刘学询是另一个穿梭于清廷、革命党之间的香山籍政商人物。他以进士身份承办广东闱姓赌博。所谓闱姓赌博,是让人下注竞猜广东乡试中式者的姓氏。粤人好赌,而闱姓赌博得到官府正式认可,投注踊跃,刘学询很快就积资巨万,富可敌国。刘学询野心极大,喜笼络奇才异能之士,曾资助同乡孙逸仙在澳门开医馆。有证据表明,孙中山也将重阳起义的计划透露给了刘学询。

刘学询

1895年,承办“闱姓”的宏丰公司,刘学询占一半股份,韦玉、韦崧兄弟合占25%股份。学者赵利峰注意到韦崧负责广东“闱姓”的日常经营管理,曾直接向粤督谭锺麟禀请,请官府追讨闱姓欠款,谭锺麟的批示且在《申报》上公开刊登。

同盟会元老邓慕韩的解释很有道理:“先是,香港总督以有人在港招募队伍入粤,恐于英国商务不利,而议政局绅韦宝山以广东闱姓赌博获有彩金,亦恐事发,大受损失,均将所闻电知粤督谭锺麟,请其戒备……”(广东文物编印委员会编:《广东文物特辑》,1949年3月,第4页)

很明显,韦宝珊“告密”的动机,是担心他们兄弟投资的广东“闱姓”所收赌款巨大,因广州起事大受损失,故向谭锺麟披露实情。
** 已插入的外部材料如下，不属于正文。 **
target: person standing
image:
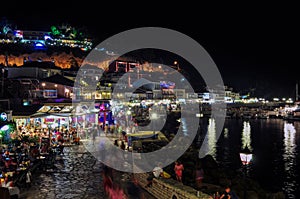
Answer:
[195,164,204,189]
[220,186,238,199]
[174,161,184,182]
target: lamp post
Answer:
[240,146,253,199]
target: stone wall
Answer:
[134,173,212,199]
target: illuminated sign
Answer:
[0,112,7,121]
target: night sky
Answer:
[0,2,300,97]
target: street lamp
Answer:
[240,145,253,199]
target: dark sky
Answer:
[0,2,300,97]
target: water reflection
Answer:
[206,118,217,158]
[283,122,297,198]
[242,121,252,150]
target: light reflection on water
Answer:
[282,122,297,198]
[206,118,217,158]
[242,121,252,151]
[202,119,300,198]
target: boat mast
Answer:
[296,83,298,102]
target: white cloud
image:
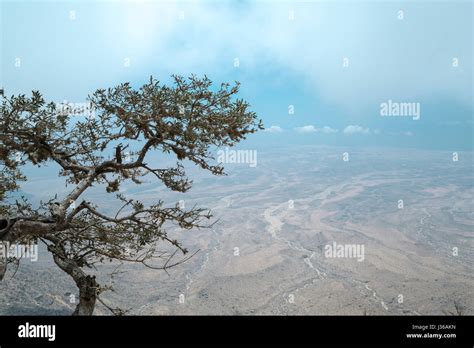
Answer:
[295,125,316,133]
[344,125,370,135]
[317,126,339,134]
[263,126,283,133]
[295,124,338,134]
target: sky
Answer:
[0,0,474,151]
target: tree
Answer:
[0,75,263,315]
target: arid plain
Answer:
[0,146,474,315]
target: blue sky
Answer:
[1,1,474,151]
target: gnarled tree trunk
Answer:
[72,275,99,315]
[49,246,99,315]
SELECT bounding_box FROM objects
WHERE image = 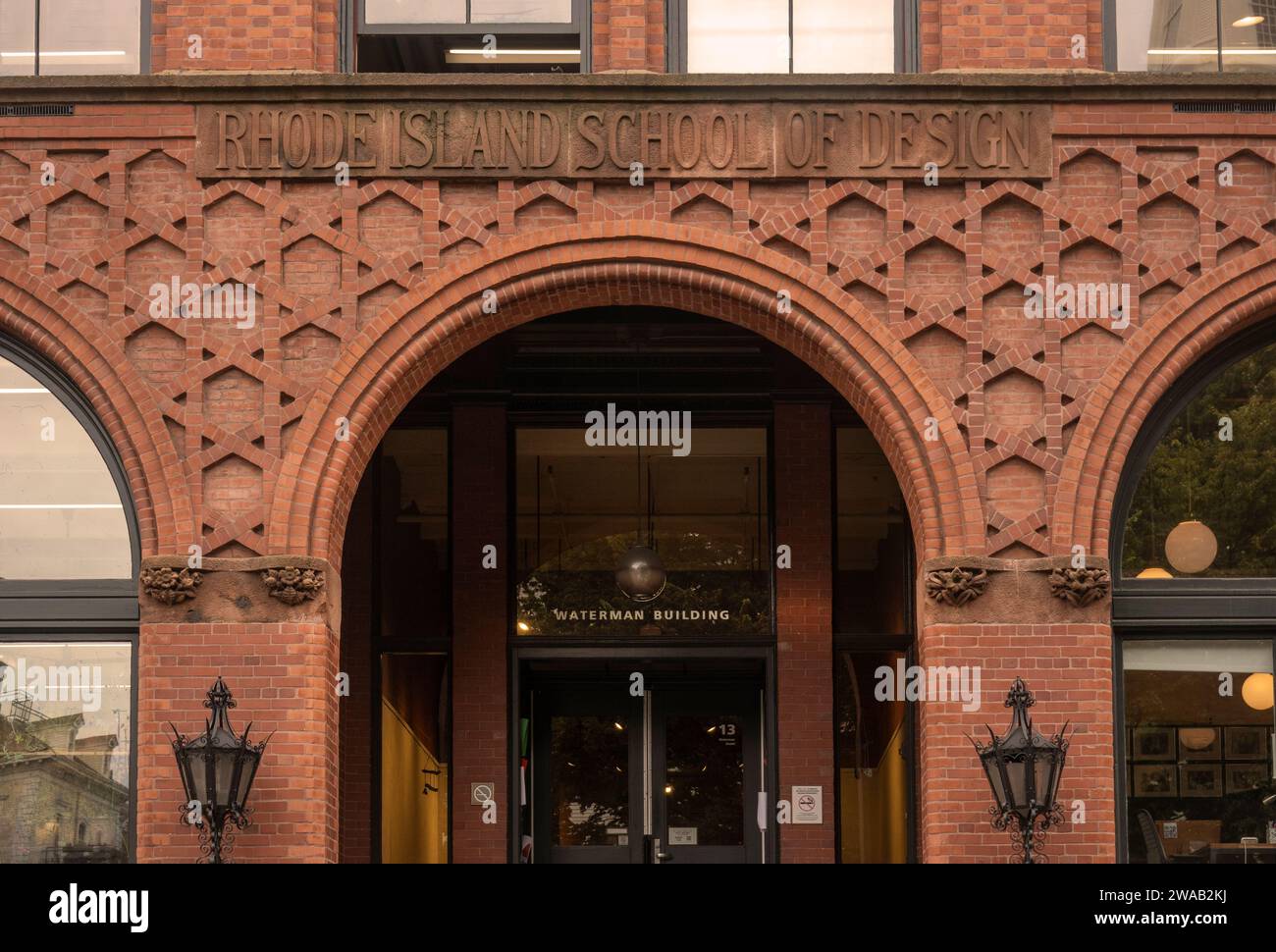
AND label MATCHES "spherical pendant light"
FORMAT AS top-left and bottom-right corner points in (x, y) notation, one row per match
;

香港兴中会一开始是孙逸仙与杨衢云两派的联合。杨衢云比孙逸仙年长,社会阅历更丰富,早在1890年即在港组织辅仁文社,两派联合之后,曾为谁当President争执不下。为不妨碍会务进行,曾选举黄胜之子黄咏商为临时主席。黄咏商卖出苏杭街的房8000港元充当兴中会经费。黄咏商是韦宝珊的小舅子。

霍启昌发现的英国殖民地部档案,揭开了韦宝珊深度参与兴中会密谋的真相。港督梅轩利在1903年1月22日送给英国殖民地部大臣的报告书中,揭露何启、韦玉跟革命党密切联系。梅氏说:“无可争辩的证据显示,远在革命爆发之前,这两位先生就都得到革命党人的信任,革命党的会议经常在韦玉先生家里举行。”梅氏认为韦玉的行动应受到谴责,因为“在革命前好几个月内,他听人自己的住宅被用为密谋反对清政府的会议场所,而且参与了密谋者的机密,这件坏事是众所周知的”(霍启昌:《港澳档案中的辛亥革命》,商务印书馆2011年,第96页、271页)。韦宝珊不仅提供了自己的住宅作为革命党召开秘密会议的场所,还直接“参与了密谋者的机密。”

朱淇只是负责起草起义檄文,其兄朱湘所知情报极为有限。韦宝珊则完全不同,兴中会经常在他家里举行秘密会议,能掌握重要细节。谭锺麟采取的搜捕行动,受到这两个不同来源情报的触动,但恐怕韦宝珊的情报更有用。